Modellbildungen mit Möglichkeitsräumen

„Gerade bei stehendem Wasser […] bleibt das
Schiff des Gedankens nicht liegen. Denn es
kommt darauf an, daß Bewegung wie Ruhe
modellhaft in Beziehung gebracht werden.“

Ernst Bloch, Tendenz, Latenz, Utopie

In der Ruhe liegt die Kraft –  sagt ein Sprichwort, aber welche Kraft kann hier gemeint sein? Ist es das Tiefe, das Brodelnde, das unter der glatten Oberfläche sich zum Ausbruch bereit macht?

Wie und was es auch sei – es ist das Unabgegoltene, das uns zeitlebens niemals loslässt, was wir glauben zu verstehen, findet nicht mehr unser Interesse.

Um ICH-KRAFT zu entwickeln  bauen wir ständig an unserem Selbstmodell, ein Modell, das wir mit Steinen erbauen, die wir beim fortwährenden Durchstreifen unserer Möglichkeits­räume wieder und wieder finden und aufdecken.

Warum in die Ferne schweifen, wenn das Gute liegt so nah … so ist doch die Nähe der eigentliche Ort der Utopie, es sind die Möglichkeitsfelder, durch die wir bestimmt und vorangetrieben werden, die Energien, die uns beflügeln, wenn wir durch unsere Möglichkeitsräume schreiten.

Ja so ist es: Das Möglichkeitsfeld im Möglichkeitsraum des ICH kann als das Unabgegoltene der Person – aber auch konsequenterweise der Gesellschaft und des Universums – verstanden werden, natürlich immer solange der Möglichkeits­raum nicht betreten wird. Genauso gilt aber auch das Umgekehrte, der Möglichkeitsraum verwahrt für uns das Unabgegoltene, in das wir durch das Möglichkeitsfeld hineingezogen werden.

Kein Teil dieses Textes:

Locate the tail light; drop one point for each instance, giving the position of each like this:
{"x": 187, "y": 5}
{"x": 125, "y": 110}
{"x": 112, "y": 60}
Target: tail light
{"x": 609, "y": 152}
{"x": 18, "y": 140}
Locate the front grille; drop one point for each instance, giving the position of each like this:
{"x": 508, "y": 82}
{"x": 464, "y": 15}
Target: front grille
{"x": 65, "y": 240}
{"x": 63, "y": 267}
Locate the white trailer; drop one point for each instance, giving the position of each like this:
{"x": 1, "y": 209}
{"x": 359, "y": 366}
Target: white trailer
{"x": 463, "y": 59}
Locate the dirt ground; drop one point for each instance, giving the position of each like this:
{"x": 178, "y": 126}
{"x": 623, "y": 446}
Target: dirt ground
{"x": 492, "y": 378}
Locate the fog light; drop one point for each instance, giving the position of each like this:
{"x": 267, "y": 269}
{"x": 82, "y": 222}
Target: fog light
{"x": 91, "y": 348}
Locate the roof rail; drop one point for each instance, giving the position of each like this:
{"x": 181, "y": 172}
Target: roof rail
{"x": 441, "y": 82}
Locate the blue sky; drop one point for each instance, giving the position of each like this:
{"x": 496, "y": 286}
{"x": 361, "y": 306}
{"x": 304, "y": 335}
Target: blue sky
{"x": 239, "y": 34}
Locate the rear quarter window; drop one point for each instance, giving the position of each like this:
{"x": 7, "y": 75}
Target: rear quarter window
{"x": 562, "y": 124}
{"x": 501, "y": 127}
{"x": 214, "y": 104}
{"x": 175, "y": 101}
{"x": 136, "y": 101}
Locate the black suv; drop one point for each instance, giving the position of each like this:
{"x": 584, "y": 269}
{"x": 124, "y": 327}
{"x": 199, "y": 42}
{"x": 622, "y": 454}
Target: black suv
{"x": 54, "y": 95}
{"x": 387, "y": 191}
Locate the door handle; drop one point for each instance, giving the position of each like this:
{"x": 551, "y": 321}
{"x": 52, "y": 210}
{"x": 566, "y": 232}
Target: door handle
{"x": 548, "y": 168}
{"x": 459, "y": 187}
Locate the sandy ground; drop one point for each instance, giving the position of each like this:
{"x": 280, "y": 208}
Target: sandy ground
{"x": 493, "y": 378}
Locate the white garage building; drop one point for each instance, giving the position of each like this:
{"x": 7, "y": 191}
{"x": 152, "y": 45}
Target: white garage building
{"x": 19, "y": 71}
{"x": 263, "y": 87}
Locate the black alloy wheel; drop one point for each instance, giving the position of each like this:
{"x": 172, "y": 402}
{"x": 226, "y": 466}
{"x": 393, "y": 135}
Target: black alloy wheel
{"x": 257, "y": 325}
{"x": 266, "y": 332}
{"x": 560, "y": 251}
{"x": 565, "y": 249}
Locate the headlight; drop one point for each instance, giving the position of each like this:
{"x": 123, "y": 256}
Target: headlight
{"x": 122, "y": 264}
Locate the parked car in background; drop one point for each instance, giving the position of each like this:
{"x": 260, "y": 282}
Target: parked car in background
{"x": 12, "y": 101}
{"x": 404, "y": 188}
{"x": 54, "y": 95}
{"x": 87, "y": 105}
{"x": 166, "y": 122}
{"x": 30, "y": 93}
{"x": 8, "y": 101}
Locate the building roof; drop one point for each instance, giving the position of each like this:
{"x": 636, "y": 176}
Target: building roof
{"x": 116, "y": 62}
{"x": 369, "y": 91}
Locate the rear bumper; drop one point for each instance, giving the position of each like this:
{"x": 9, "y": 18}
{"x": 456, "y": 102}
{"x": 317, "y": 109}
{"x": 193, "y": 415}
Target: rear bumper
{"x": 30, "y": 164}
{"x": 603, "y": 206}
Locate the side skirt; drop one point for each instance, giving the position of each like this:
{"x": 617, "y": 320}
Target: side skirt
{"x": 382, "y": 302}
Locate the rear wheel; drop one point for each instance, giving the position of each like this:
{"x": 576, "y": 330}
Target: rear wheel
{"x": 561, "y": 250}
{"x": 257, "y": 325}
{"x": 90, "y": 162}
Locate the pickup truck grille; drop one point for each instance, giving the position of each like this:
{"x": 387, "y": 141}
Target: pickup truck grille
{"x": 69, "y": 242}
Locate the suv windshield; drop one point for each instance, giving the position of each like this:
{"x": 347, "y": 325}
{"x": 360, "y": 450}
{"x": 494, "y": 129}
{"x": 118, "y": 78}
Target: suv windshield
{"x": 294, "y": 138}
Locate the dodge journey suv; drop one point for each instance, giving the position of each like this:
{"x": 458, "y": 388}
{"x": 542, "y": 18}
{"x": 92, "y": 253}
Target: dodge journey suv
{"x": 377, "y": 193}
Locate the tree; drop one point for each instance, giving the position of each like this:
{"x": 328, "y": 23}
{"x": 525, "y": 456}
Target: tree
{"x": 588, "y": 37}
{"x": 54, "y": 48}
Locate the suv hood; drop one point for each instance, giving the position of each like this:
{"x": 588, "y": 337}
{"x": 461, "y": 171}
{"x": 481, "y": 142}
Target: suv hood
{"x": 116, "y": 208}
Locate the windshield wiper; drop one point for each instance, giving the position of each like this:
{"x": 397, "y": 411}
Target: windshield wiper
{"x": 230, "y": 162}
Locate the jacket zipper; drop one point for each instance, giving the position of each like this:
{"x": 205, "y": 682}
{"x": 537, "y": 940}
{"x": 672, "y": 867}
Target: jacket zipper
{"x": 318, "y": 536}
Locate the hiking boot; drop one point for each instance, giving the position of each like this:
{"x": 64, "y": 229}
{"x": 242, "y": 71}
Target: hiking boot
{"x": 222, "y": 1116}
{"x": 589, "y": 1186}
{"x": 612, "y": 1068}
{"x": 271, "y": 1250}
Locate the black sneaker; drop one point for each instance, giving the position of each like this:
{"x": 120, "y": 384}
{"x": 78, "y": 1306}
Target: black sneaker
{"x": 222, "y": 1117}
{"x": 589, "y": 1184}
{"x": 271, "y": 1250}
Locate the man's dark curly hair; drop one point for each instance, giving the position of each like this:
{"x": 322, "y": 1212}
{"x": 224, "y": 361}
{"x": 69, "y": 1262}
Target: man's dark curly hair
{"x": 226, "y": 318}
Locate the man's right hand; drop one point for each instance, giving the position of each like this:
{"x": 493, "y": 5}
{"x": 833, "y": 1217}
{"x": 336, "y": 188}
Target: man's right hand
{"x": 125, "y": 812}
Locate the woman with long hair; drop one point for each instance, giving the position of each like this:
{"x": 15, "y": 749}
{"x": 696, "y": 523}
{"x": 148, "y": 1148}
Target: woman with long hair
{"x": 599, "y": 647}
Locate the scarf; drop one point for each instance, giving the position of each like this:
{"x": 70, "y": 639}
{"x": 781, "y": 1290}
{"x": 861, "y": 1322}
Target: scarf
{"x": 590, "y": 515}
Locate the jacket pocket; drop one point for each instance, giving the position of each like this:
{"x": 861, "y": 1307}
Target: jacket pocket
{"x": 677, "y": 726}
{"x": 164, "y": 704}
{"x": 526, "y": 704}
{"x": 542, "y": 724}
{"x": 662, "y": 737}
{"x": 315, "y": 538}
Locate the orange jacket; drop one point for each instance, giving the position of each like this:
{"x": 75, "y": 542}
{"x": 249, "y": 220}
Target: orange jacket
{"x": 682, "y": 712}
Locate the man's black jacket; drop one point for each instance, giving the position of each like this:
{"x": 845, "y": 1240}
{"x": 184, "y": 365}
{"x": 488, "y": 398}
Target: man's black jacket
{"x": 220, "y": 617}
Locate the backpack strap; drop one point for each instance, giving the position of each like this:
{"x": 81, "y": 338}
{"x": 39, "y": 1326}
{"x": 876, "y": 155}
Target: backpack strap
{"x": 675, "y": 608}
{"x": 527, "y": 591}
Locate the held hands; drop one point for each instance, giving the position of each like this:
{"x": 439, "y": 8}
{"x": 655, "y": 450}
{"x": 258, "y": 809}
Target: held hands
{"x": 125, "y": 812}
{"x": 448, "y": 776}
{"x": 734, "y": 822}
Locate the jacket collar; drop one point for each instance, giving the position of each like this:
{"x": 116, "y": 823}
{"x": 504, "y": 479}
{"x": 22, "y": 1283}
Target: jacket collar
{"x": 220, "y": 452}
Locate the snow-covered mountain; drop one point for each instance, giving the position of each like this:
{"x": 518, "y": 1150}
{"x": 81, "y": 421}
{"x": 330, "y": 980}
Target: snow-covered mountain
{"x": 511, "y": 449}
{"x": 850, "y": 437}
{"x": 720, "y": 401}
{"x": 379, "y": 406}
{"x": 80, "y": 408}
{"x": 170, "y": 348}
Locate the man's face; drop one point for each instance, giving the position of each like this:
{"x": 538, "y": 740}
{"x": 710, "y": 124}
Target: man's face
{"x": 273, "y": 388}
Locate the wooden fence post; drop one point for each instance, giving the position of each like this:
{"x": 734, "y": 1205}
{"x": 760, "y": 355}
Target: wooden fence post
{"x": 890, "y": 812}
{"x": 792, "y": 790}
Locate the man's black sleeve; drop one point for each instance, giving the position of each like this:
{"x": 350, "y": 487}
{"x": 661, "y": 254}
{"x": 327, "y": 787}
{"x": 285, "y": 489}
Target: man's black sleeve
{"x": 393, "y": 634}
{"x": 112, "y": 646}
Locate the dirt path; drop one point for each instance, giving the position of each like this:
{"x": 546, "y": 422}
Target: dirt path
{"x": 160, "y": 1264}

Die Zweiheit ist der kleinste Möglichkeits-Cluster. Dann kommt Familie und verschiedene Größenordnungen von Gesellschaft, so entstehen immer weitere Cluster bis hin zum Universum in intermittierender Resonanz mit dem Möglichkeitsfeld des ICH.

Wir bleiben nicht mehr wir selbst, wenn wir die Möglichkeitsräume in uns betreten, wir liefern uns den Tendenzen, die in uns wirken aus, wir gewinnen, wir entwickeln ein Gespür für das latent in uns Vorhandene, wir reisen fort zu Orten, die es nirgendwo gibt, als in unserer Phantasie, aber diese Orte sind als Utopien weit wirkmächtiger als die schnöde Realität.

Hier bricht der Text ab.